Ma non solo la mutazione del patrimonio genico è l’arma della cellula B. Infatti l’altro sistema con cui questi
tipi di linfociti raffinano la specificità nei confronti dell’antigene riguarda la produzione di anticorpi che nella
prima fase è di tipo M. Successivamente, perdurando la stimolazione antigenica, il linfocita B è in grado di
spostare la produzione anticorpale dalle IgM alle IgA, IgG e IgE. Questo spostameto si chiama switch
isotopico, è chiaro che non è un meccanismo lasciato al caso me è regolato (indovinate un po’?) dalle
citochine e quindi proprio dall’ambiente in cui si è prodotta la risposta immunitaria. Quindi le citochine
sono vere e proprie switch factors. In particolare il TGF-β sostituisce la risposta anticorpale IgM (fortemente
infiammatoria) con un arisposta IgA meno infiammatoria.
Quindi, il riarrangiamento genico, l’ipermutazione somatica, lo switch isotopico conferiscono estrema
flessibilità al linfocita B, tale adattamento è possibile per l’estrema flessibilità del genoma di queste cellule
che, in base alle informazioni che riceve riarrangia e modifica l’espressione dei suoi geni.

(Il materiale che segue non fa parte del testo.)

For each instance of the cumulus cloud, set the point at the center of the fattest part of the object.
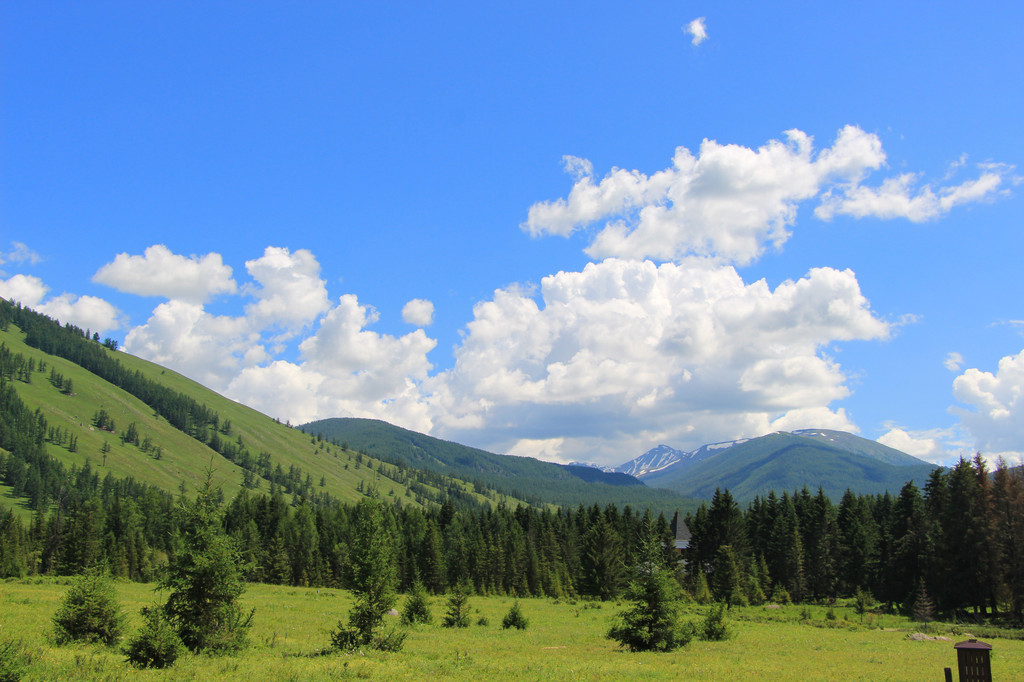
(209, 348)
(19, 253)
(291, 293)
(418, 311)
(345, 370)
(927, 445)
(697, 30)
(161, 272)
(88, 312)
(630, 347)
(897, 198)
(26, 289)
(728, 202)
(994, 415)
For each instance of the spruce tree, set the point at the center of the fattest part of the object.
(652, 623)
(374, 576)
(205, 579)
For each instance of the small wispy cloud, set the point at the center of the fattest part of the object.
(19, 253)
(953, 361)
(697, 30)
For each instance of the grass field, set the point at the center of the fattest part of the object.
(564, 641)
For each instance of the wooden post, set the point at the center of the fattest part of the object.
(973, 662)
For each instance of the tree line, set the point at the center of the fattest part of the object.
(954, 548)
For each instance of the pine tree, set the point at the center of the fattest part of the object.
(652, 623)
(205, 579)
(458, 608)
(374, 576)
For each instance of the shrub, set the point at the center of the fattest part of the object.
(205, 579)
(515, 619)
(12, 661)
(156, 645)
(652, 622)
(417, 606)
(89, 611)
(715, 628)
(458, 609)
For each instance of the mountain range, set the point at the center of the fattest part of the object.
(126, 417)
(834, 461)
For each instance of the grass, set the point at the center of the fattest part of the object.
(183, 459)
(564, 641)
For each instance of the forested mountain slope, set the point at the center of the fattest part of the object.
(833, 460)
(518, 476)
(130, 418)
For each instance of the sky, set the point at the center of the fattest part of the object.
(569, 230)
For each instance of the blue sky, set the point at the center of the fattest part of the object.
(570, 230)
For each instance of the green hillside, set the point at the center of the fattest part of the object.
(519, 476)
(244, 448)
(790, 461)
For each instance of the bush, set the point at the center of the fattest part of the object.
(12, 661)
(156, 645)
(417, 607)
(89, 611)
(458, 609)
(715, 628)
(515, 619)
(205, 579)
(348, 638)
(651, 624)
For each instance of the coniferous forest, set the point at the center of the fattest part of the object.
(951, 545)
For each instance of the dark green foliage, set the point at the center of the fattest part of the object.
(12, 661)
(652, 623)
(780, 462)
(728, 588)
(715, 628)
(156, 644)
(373, 583)
(458, 608)
(417, 606)
(521, 477)
(205, 579)
(89, 611)
(515, 619)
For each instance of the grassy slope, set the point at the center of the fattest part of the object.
(184, 459)
(564, 641)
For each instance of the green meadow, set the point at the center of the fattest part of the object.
(564, 641)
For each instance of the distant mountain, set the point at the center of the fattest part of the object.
(531, 479)
(664, 457)
(781, 462)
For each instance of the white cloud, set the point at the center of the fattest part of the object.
(896, 197)
(726, 203)
(209, 348)
(291, 293)
(161, 272)
(995, 414)
(26, 289)
(923, 445)
(19, 253)
(697, 30)
(730, 202)
(418, 311)
(630, 350)
(87, 312)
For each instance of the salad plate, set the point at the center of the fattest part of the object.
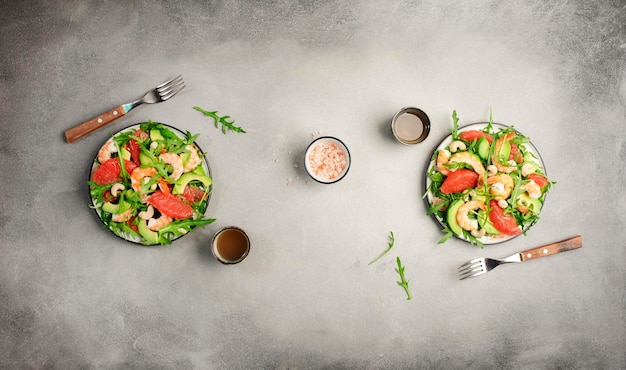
(150, 184)
(485, 183)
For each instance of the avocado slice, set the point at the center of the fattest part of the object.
(125, 154)
(486, 224)
(475, 162)
(113, 208)
(505, 151)
(145, 160)
(451, 217)
(483, 148)
(155, 135)
(151, 237)
(179, 185)
(534, 205)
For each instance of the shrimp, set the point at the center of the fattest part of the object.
(122, 217)
(471, 159)
(175, 161)
(106, 151)
(501, 185)
(462, 215)
(155, 224)
(496, 160)
(532, 188)
(442, 158)
(138, 174)
(194, 159)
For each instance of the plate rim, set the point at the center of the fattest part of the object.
(178, 132)
(442, 144)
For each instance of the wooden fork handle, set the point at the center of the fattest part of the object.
(552, 248)
(93, 124)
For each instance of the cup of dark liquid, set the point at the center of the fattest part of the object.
(230, 245)
(410, 126)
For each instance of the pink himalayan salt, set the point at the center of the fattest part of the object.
(327, 161)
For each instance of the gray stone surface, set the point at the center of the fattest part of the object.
(72, 295)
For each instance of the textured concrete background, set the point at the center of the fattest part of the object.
(74, 296)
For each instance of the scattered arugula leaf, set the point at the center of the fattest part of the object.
(403, 283)
(390, 245)
(449, 233)
(223, 120)
(455, 131)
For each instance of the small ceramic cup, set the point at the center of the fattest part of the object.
(410, 126)
(327, 160)
(230, 245)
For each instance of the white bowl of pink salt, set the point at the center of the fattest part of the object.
(327, 160)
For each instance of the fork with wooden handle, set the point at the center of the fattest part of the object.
(159, 94)
(481, 266)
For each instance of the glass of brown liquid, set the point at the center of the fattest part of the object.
(410, 126)
(230, 245)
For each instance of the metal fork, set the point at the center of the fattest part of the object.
(481, 266)
(159, 94)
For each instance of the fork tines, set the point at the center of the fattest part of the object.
(170, 88)
(472, 268)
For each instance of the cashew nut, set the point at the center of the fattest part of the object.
(457, 145)
(147, 214)
(527, 169)
(478, 233)
(116, 188)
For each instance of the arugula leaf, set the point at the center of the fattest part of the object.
(403, 282)
(455, 130)
(390, 245)
(223, 120)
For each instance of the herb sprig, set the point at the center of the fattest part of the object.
(403, 282)
(223, 120)
(389, 246)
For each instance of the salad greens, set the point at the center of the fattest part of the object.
(148, 184)
(403, 282)
(389, 246)
(223, 120)
(485, 183)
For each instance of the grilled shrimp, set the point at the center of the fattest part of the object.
(442, 158)
(105, 152)
(501, 185)
(156, 224)
(122, 217)
(496, 160)
(138, 174)
(176, 163)
(532, 188)
(194, 159)
(462, 215)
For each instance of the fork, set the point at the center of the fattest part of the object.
(159, 94)
(481, 266)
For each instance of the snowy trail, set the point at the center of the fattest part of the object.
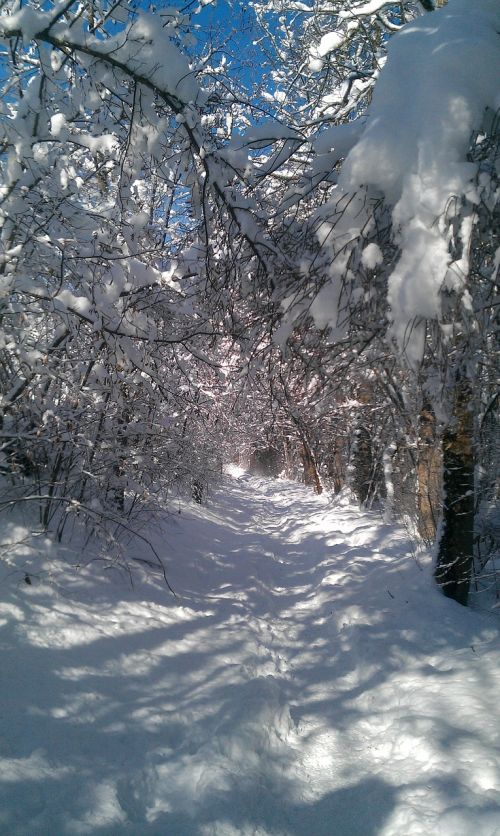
(308, 680)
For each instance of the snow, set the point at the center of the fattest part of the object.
(441, 74)
(308, 678)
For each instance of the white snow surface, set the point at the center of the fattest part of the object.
(309, 680)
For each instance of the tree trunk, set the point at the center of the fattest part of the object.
(456, 547)
(311, 475)
(428, 475)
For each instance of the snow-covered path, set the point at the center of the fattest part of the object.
(309, 680)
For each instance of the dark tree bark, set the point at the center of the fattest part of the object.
(456, 547)
(428, 475)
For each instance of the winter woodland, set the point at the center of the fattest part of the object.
(264, 233)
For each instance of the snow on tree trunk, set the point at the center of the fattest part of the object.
(428, 475)
(456, 546)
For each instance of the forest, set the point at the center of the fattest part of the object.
(264, 233)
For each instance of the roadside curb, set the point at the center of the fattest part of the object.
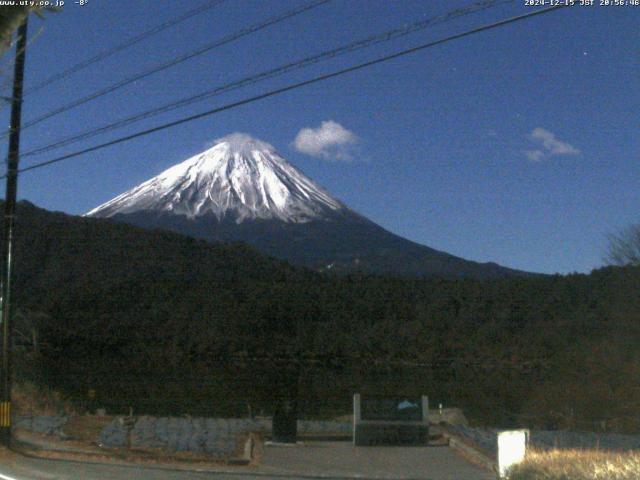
(469, 449)
(29, 451)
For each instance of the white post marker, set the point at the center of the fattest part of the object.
(512, 447)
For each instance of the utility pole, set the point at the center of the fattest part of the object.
(7, 245)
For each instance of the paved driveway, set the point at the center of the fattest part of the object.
(342, 459)
(328, 460)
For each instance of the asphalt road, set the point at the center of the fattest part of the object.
(337, 460)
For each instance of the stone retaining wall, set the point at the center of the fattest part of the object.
(213, 436)
(547, 440)
(45, 424)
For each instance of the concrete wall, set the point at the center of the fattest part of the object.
(45, 424)
(218, 437)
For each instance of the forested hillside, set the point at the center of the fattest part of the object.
(169, 324)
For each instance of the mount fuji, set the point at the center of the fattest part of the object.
(242, 189)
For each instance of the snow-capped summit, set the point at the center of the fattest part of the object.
(239, 178)
(242, 189)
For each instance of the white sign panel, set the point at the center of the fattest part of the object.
(512, 446)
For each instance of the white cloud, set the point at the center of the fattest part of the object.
(534, 155)
(549, 145)
(330, 141)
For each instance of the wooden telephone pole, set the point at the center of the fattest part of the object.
(7, 245)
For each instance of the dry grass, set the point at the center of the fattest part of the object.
(29, 399)
(578, 465)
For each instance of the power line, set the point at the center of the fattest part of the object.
(253, 79)
(288, 88)
(182, 58)
(118, 48)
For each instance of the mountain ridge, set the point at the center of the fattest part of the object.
(242, 189)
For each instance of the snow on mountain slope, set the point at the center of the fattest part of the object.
(239, 178)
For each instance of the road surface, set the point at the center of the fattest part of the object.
(327, 460)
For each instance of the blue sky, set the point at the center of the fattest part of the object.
(518, 145)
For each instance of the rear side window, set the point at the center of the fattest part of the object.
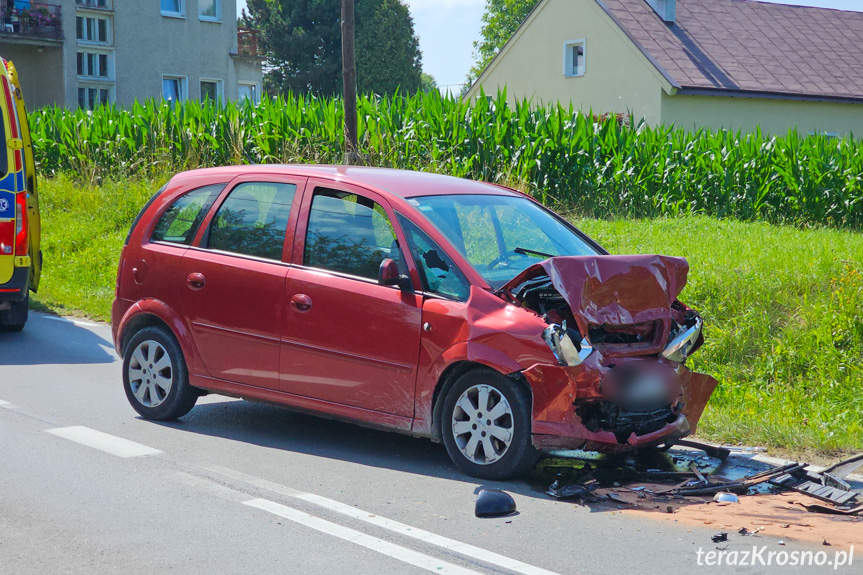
(141, 213)
(348, 233)
(253, 219)
(438, 272)
(180, 222)
(4, 153)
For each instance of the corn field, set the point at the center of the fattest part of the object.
(594, 167)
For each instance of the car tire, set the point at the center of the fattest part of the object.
(490, 441)
(155, 376)
(14, 318)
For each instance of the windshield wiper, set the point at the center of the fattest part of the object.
(527, 252)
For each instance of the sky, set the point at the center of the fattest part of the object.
(447, 30)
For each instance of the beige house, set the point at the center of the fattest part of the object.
(736, 64)
(82, 53)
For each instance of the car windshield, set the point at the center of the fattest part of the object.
(501, 236)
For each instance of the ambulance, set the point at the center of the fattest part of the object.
(20, 254)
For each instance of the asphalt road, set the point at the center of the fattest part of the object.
(239, 487)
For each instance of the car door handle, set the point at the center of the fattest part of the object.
(196, 281)
(301, 302)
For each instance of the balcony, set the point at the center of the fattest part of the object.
(247, 43)
(31, 25)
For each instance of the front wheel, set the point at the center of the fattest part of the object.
(155, 377)
(485, 424)
(14, 318)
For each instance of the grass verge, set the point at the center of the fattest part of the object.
(783, 307)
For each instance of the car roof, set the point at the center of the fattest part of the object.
(399, 183)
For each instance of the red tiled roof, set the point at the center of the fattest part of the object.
(749, 46)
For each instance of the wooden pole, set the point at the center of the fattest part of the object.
(349, 79)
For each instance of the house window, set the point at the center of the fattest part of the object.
(94, 65)
(91, 97)
(89, 29)
(93, 3)
(210, 9)
(173, 8)
(174, 88)
(573, 58)
(248, 91)
(211, 90)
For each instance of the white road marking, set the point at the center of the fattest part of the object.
(103, 442)
(426, 536)
(395, 526)
(403, 554)
(211, 487)
(77, 322)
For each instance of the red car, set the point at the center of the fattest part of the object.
(457, 310)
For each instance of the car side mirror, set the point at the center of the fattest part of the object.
(388, 274)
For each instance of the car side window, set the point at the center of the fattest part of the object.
(348, 233)
(253, 219)
(179, 223)
(438, 272)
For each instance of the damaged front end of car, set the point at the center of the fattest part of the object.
(620, 339)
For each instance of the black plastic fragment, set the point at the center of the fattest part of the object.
(494, 503)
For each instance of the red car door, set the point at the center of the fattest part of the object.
(347, 339)
(234, 279)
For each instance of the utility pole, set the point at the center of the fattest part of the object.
(349, 79)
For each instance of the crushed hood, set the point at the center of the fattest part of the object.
(615, 290)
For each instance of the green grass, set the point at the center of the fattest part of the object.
(783, 306)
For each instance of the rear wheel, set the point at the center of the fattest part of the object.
(14, 318)
(485, 425)
(155, 377)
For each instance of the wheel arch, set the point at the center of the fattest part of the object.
(451, 374)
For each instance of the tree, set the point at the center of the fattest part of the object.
(500, 21)
(428, 83)
(302, 43)
(388, 52)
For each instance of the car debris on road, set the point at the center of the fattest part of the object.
(698, 480)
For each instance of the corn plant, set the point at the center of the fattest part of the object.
(595, 166)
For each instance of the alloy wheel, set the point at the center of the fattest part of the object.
(151, 373)
(483, 424)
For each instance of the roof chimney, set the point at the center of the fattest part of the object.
(667, 9)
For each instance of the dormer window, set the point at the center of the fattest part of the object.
(573, 58)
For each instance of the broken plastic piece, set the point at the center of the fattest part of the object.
(711, 450)
(845, 467)
(494, 503)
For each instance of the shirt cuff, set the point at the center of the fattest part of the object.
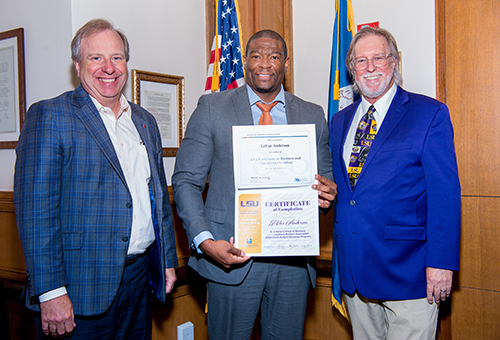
(198, 239)
(52, 294)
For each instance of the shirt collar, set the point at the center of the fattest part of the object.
(124, 107)
(254, 98)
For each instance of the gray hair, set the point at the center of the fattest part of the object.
(95, 26)
(391, 42)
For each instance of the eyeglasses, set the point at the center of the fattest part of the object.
(378, 61)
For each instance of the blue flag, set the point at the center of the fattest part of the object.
(340, 96)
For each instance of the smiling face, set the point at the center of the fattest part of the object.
(265, 67)
(103, 69)
(374, 81)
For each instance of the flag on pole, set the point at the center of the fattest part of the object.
(340, 96)
(225, 70)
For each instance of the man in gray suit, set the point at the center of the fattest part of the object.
(238, 285)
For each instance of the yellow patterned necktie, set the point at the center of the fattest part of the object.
(365, 135)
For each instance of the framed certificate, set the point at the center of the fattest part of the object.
(12, 87)
(163, 96)
(276, 210)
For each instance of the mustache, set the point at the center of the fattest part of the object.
(376, 73)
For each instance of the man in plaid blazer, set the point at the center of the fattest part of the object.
(91, 198)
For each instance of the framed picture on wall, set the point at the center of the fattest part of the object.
(12, 87)
(163, 96)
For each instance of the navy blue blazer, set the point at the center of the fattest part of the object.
(404, 212)
(73, 206)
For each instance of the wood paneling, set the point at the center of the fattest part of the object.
(480, 250)
(475, 314)
(471, 54)
(467, 49)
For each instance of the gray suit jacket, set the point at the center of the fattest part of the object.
(207, 150)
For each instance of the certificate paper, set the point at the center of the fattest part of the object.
(276, 210)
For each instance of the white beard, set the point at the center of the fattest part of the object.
(383, 85)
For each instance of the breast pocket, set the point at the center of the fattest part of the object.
(405, 233)
(72, 241)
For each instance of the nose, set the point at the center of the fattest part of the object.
(370, 66)
(265, 63)
(108, 66)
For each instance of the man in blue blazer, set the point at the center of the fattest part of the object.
(91, 199)
(398, 209)
(237, 285)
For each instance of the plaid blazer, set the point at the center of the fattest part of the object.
(73, 206)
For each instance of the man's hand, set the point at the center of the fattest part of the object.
(57, 316)
(170, 279)
(224, 252)
(327, 191)
(438, 284)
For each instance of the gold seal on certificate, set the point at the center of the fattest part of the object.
(276, 210)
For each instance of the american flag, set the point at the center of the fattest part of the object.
(225, 70)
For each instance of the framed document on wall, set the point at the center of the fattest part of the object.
(12, 87)
(163, 96)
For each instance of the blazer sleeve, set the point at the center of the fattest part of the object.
(323, 148)
(192, 165)
(167, 225)
(37, 187)
(443, 193)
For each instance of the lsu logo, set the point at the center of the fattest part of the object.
(249, 204)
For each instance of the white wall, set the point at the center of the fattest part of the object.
(165, 36)
(411, 22)
(168, 36)
(47, 28)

Desidero mettere alla vostra attenzione che recentemente è stata segnalata una sottopopolazione di
linfociti B denominati B1, chiamate così, perché a dispetto della loro recente individuazione sono le cellule
più antiche che si formano per prime nello svilupppo del feto infatti, originano da cellule staminali
ematopoietiche derivate da fegato fetale. Esprimono CD5 + e nell’adulto si trovano nel peritoneo, nelle
pleure e nelle mucose come popolazioni in auto-rinnovamento. Secernono spontaneamente IgM (sono
chiamati anticorpi naturali, perché sono presenti senza evidente immunizzazione) ed è possibile che la flora
batterica dell’intestino ne stimola la produzione. Le cellule B1 sono analoghe alle cellule Tγδ, ambedue
rispondono nella fase precoce della risposta immunitaria.
Le cellule B possono attivarsi autonomamente oppure tramite linfociti T helper.
L’attivazione indipendente si realizza, per lo più, a contatto con antigeni che presentano siti antigenici
ripetitivi. In sostanza quando il messaggio è chiaro e con ripetute stimolazioni.